Retail

Shopify’s Grand Retail Experiment

While the shift to the online space is often seen as the great game-changer in retail, Loren Padelford, vice president and general manager of Shopify Plus, said that the change is actually to something more fundamental.

“For the first 5,000 years of commerce, the merchant has been at the center. In the last five years, it’s flipped. The consumer is at the center,” Padelford said. “A lot of traditional merchants and retailers are struggling with that change. The entire model of retail has been put on its head. You now have to figure out a way to get your product in front of people who no longer come to your store. That’s a really tough change if you’re tied to legacy processes and capabilities.”

Founded in 2004, retail innovator Shopify offers a cloud-based, multichannel commerce platform that enables merchants to put the customer at the center by transacting with them across any of the channels they want to transact in. The company expanded its breadth with Shopify Plus, offering high-growth, high-volume merchants a cloud-based, fully hosted enterprise commerce platform without the limitations of legacy solutions.

From the start, Shopify has worked to enable retailers to sell. “Shopify was built to help entrepreneurs start and launch businesses,” Padelford said. “Shopify Plus started because our customers needed more help, and we wanted them to stay on Shopify. It also has now become a place for large brands, who might be using homegrown systems or legacy enterprise applications and now need to be a lot more nimble, powerful and connected. We deliver enterprise scale, reliability and confidence without the same cost curve, implementation curve and weight of the old platforms.”

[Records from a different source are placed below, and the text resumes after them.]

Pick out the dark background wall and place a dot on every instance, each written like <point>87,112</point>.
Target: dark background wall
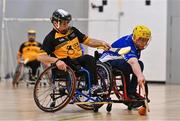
<point>15,32</point>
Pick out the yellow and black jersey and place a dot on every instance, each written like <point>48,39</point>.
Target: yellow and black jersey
<point>64,45</point>
<point>29,50</point>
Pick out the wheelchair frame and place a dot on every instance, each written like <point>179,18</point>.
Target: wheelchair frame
<point>83,98</point>
<point>120,90</point>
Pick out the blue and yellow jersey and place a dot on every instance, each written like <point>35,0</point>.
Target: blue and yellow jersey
<point>64,45</point>
<point>29,50</point>
<point>125,42</point>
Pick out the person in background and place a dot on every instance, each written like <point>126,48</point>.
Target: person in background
<point>28,52</point>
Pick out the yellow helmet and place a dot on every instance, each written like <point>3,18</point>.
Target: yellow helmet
<point>143,34</point>
<point>31,31</point>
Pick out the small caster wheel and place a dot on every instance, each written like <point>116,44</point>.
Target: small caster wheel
<point>95,108</point>
<point>109,107</point>
<point>52,105</point>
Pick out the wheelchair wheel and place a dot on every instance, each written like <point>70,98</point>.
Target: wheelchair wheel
<point>52,93</point>
<point>17,74</point>
<point>105,80</point>
<point>119,83</point>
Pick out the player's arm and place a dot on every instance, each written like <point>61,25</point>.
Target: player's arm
<point>44,58</point>
<point>137,70</point>
<point>19,55</point>
<point>97,43</point>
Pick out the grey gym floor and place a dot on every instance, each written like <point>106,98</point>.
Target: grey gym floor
<point>18,105</point>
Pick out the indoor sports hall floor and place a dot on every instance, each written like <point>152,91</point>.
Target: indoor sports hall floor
<point>18,105</point>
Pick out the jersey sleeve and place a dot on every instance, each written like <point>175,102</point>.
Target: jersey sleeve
<point>47,45</point>
<point>21,47</point>
<point>129,55</point>
<point>81,37</point>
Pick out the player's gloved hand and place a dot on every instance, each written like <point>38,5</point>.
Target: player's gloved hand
<point>104,46</point>
<point>61,65</point>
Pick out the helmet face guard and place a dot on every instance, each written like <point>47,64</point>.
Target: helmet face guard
<point>61,15</point>
<point>31,35</point>
<point>141,36</point>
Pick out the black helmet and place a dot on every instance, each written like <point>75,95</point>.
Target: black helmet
<point>60,14</point>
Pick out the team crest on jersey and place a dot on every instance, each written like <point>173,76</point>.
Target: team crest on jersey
<point>62,40</point>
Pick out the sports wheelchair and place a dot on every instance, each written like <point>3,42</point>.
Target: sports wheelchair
<point>119,87</point>
<point>54,89</point>
<point>120,90</point>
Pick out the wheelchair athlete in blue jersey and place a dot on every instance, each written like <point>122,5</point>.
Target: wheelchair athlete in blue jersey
<point>131,63</point>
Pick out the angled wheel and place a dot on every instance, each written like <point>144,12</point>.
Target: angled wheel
<point>17,75</point>
<point>54,89</point>
<point>104,80</point>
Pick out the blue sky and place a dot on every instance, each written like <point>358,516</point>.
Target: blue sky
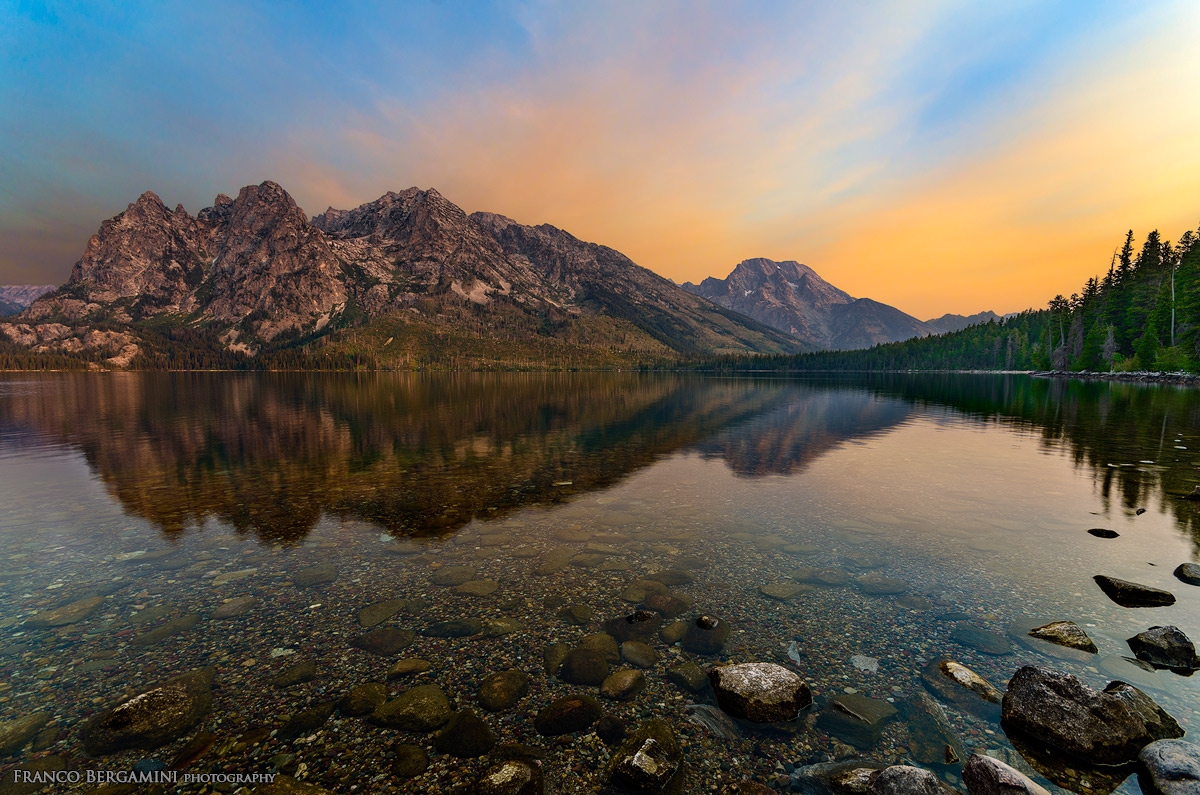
<point>894,148</point>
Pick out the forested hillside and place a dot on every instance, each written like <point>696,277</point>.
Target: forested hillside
<point>1143,314</point>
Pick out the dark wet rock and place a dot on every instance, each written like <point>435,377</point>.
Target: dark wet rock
<point>67,614</point>
<point>611,730</point>
<point>931,740</point>
<point>234,608</point>
<point>784,591</point>
<point>649,760</point>
<point>316,575</point>
<point>511,777</point>
<point>875,585</point>
<point>304,671</point>
<point>478,587</point>
<point>502,689</point>
<point>1188,573</point>
<point>1133,595</point>
<point>672,577</point>
<point>306,721</point>
<point>1105,727</point>
<point>553,655</point>
<point>669,605</point>
<point>706,635</point>
<point>363,699</point>
<point>673,632</point>
<point>454,628</point>
<point>641,590</point>
<point>409,760</point>
<point>987,776</point>
<point>288,785</point>
<point>153,717</point>
<point>17,733</point>
<point>568,715</point>
<point>640,625</point>
<point>688,675</point>
<point>384,641</point>
<point>466,735</point>
<point>407,667</point>
<point>623,685</point>
<point>376,614</point>
<point>1173,767</point>
<point>856,718</point>
<point>981,639</point>
<point>166,631</point>
<point>760,692</point>
<point>831,777</point>
<point>419,709</point>
<point>576,614</point>
<point>637,653</point>
<point>583,667</point>
<point>1065,633</point>
<point>1165,647</point>
<point>961,687</point>
<point>905,779</point>
<point>451,575</point>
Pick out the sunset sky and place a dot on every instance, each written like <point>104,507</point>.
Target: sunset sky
<point>937,156</point>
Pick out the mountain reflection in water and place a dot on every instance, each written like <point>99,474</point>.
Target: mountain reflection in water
<point>425,454</point>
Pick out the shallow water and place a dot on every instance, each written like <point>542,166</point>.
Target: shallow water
<point>171,495</point>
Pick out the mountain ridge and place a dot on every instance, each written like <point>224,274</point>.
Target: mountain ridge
<point>255,274</point>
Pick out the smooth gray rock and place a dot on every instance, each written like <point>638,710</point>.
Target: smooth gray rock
<point>1174,766</point>
<point>760,692</point>
<point>987,776</point>
<point>1105,727</point>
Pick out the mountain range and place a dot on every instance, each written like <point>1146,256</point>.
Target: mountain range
<point>411,280</point>
<point>795,299</point>
<point>15,298</point>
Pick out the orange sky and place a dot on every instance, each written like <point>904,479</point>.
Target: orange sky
<point>937,156</point>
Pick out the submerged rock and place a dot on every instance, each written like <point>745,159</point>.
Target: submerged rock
<point>1165,647</point>
<point>568,715</point>
<point>649,760</point>
<point>959,686</point>
<point>1065,633</point>
<point>988,776</point>
<point>760,692</point>
<point>1173,766</point>
<point>856,718</point>
<point>420,709</point>
<point>1133,595</point>
<point>1105,727</point>
<point>1188,573</point>
<point>17,733</point>
<point>706,635</point>
<point>511,777</point>
<point>153,717</point>
<point>502,689</point>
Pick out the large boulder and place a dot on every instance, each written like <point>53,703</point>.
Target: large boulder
<point>987,776</point>
<point>1133,595</point>
<point>1105,727</point>
<point>153,717</point>
<point>1173,766</point>
<point>1165,647</point>
<point>760,692</point>
<point>649,760</point>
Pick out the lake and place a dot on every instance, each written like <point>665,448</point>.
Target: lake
<point>853,530</point>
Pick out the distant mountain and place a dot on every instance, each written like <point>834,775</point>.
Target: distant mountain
<point>947,323</point>
<point>792,298</point>
<point>15,298</point>
<point>409,278</point>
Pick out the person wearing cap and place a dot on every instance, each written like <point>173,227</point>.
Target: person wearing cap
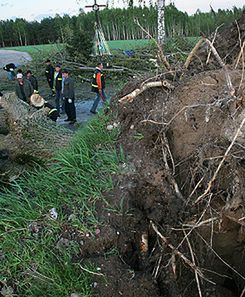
<point>32,79</point>
<point>58,86</point>
<point>68,93</point>
<point>98,87</point>
<point>23,88</point>
<point>10,69</point>
<point>49,73</point>
<point>38,102</point>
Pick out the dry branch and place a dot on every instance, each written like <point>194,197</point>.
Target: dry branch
<point>193,260</point>
<point>210,51</point>
<point>130,97</point>
<point>241,53</point>
<point>221,163</point>
<point>222,64</point>
<point>178,253</point>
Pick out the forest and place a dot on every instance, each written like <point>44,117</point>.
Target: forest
<point>117,23</point>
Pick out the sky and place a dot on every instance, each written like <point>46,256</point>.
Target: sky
<point>36,10</point>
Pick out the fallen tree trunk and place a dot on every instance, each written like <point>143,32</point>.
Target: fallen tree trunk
<point>31,133</point>
<point>130,97</point>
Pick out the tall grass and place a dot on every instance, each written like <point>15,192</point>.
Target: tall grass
<point>31,263</point>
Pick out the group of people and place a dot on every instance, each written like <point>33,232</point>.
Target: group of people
<point>61,86</point>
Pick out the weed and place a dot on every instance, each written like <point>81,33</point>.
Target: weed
<point>31,263</point>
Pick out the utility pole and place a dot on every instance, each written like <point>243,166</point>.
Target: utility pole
<point>98,30</point>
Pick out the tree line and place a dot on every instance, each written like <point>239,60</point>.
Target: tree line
<point>117,24</point>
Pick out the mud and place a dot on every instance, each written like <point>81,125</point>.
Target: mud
<point>175,144</point>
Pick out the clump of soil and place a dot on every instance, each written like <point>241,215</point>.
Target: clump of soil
<point>174,224</point>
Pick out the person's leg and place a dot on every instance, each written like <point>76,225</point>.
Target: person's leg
<point>96,102</point>
<point>73,110</point>
<point>57,100</point>
<point>67,110</point>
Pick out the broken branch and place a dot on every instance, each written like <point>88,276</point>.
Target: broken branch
<point>193,52</point>
<point>130,97</point>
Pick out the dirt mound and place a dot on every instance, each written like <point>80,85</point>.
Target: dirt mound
<point>228,42</point>
<point>179,225</point>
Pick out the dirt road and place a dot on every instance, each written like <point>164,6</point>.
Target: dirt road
<point>10,56</point>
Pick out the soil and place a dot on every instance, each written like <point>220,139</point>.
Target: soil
<point>174,142</point>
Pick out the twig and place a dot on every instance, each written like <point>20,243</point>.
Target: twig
<point>193,52</point>
<point>217,255</point>
<point>221,163</point>
<point>201,223</point>
<point>193,261</point>
<point>91,272</point>
<point>222,64</point>
<point>243,292</point>
<point>169,174</point>
<point>210,51</point>
<point>179,254</point>
<point>242,55</point>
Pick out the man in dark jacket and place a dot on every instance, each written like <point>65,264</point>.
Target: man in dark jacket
<point>49,73</point>
<point>32,79</point>
<point>23,88</point>
<point>68,94</point>
<point>58,86</point>
<point>98,86</point>
<point>10,69</point>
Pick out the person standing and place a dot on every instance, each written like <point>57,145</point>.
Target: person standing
<point>32,79</point>
<point>68,94</point>
<point>38,102</point>
<point>98,86</point>
<point>10,69</point>
<point>23,88</point>
<point>58,86</point>
<point>49,73</point>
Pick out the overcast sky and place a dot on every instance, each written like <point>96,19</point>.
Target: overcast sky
<point>36,10</point>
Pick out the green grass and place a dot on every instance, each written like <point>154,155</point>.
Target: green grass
<point>30,262</point>
<point>49,49</point>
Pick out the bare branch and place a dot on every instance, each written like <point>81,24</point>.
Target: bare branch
<point>221,163</point>
<point>130,97</point>
<point>193,52</point>
<point>222,64</point>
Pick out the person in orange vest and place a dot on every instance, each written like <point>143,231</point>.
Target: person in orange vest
<point>58,86</point>
<point>98,86</point>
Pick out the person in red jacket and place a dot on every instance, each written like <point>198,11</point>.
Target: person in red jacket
<point>98,86</point>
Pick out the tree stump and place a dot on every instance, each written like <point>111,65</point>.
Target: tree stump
<point>31,134</point>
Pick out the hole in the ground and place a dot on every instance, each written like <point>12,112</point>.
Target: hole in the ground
<point>230,284</point>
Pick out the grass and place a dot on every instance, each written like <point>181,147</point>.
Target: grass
<point>114,45</point>
<point>31,263</point>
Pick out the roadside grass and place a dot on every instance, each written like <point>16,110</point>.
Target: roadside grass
<point>38,51</point>
<point>115,45</point>
<point>31,261</point>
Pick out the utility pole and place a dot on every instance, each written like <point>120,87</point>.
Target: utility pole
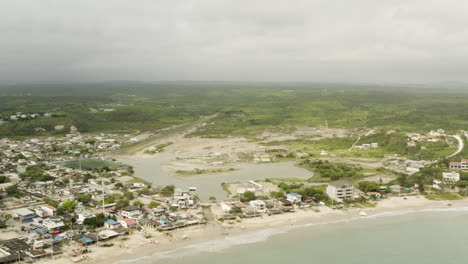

The ability for companies to be more flexible has become even more essential in the past few years, Padelford said, as retail has moved into mobile and, more recently, social media channels. “Mobile has become an absolute for eCommerce,” Padelford said. “It used to be that, if you had a website that was responsive, that was enough. Now, you have to have custom-made mobile apps that are completely unique and designed for mobile. That has created a whole technology cycle just to support that. Now, we see most of our shopping and purchases on mobile devices.”

Shopify’s technological development is largely driven by customers ramping up demand for different channels. “If we get enough customers asking for that same thing, we start exploring that for channel development. Social media as a channel has recently become the most talked about. How do you sell on Facebook? How do you sell on Pinterest? How do you sell on Twitter? How do you sell on Snap or Insta?”

As of now, said Padelford, no one has a definitive answer on how to sell on social media. “That’s a huge experiment right now,” he said. “When you look at consumer behavior — I like the channel I’m on. If I’m on Facebook, it’s no longer really an option for a retailer to move me from Facebook. You have to deliver the ability to buy your products on Facebook. That’s a really different reality for merchants who are used to bringing consumers to their dot-com address. We’re experimenting a lot with those channels, trying to figure out how we do this in a way consumers like.”

What consumers like, meanwhile, has become harder to define. Experimentation has become the name of the game in the retail space. “What will allow [retailers] to be successful, to survive and thrive, is their ability to adapt to consumers who are becoming increasingly more fickle and harder to pin down,” said Padelford. “You used to not be able to experiment with your legacy application because it would take 12 months to do anything. Now, you can put up a new website, launch new brands, try a few things on the side, have mobile apps and do all these things in days. That gives so much more power to a retailer to be nimble.”

Experimentation isn’t limited to online retail, said Padelford. “Brick-and-mortar is going away … that’s patently false. People want experiences, whether it’s online or offline,” he said. “The question that brick-and-mortar retail has to answer is: How do I give someone an experience when they walk in my store that is as fast, friendly and ultimately as valuable as online? That’s where you see interesting retail experiments taking place.”

Padelford noted that brands like Nike have been experimenting with store-as-showroom concepts. Additionally, Padelford characterized the trends of flash sales and pop-up stores as retail trying to learn how to engage the customer base. “It’s all retail reinventing how it engages with a dynamic consumer,” he said. “A customer who wants a unique experience with a brand that’s novel — that isn’t just going to the same old store and seeing the same old things.”

“Whatever retail has done online related to eCommerce for the last 10 years has been great. Everyone should be really happy about where they got to,” Padelford said. “But almost all of that needs to be thrown out and rethought. We need to look at the next 50 years of what retail will look like. Brands need to tell better stories. They need to be better connected to their customers where their customers already are. They need to be more dynamic because there is more choice out there, and they need to do all that in a cost-effective way.”

Shopify plans to be there for merchants to lead the charge into the future of retail. “We’re seeing sharp opportunities for our customers,” said Padelford. “They look at us and see they can have access to unique channels, a powerful application, a partnership with someone built on new technology to help them move forward with way lest cost and less time required than ever before. Retail is now experimentation. If you’re going to survive, you need to be changing the model constantly to see what works now.”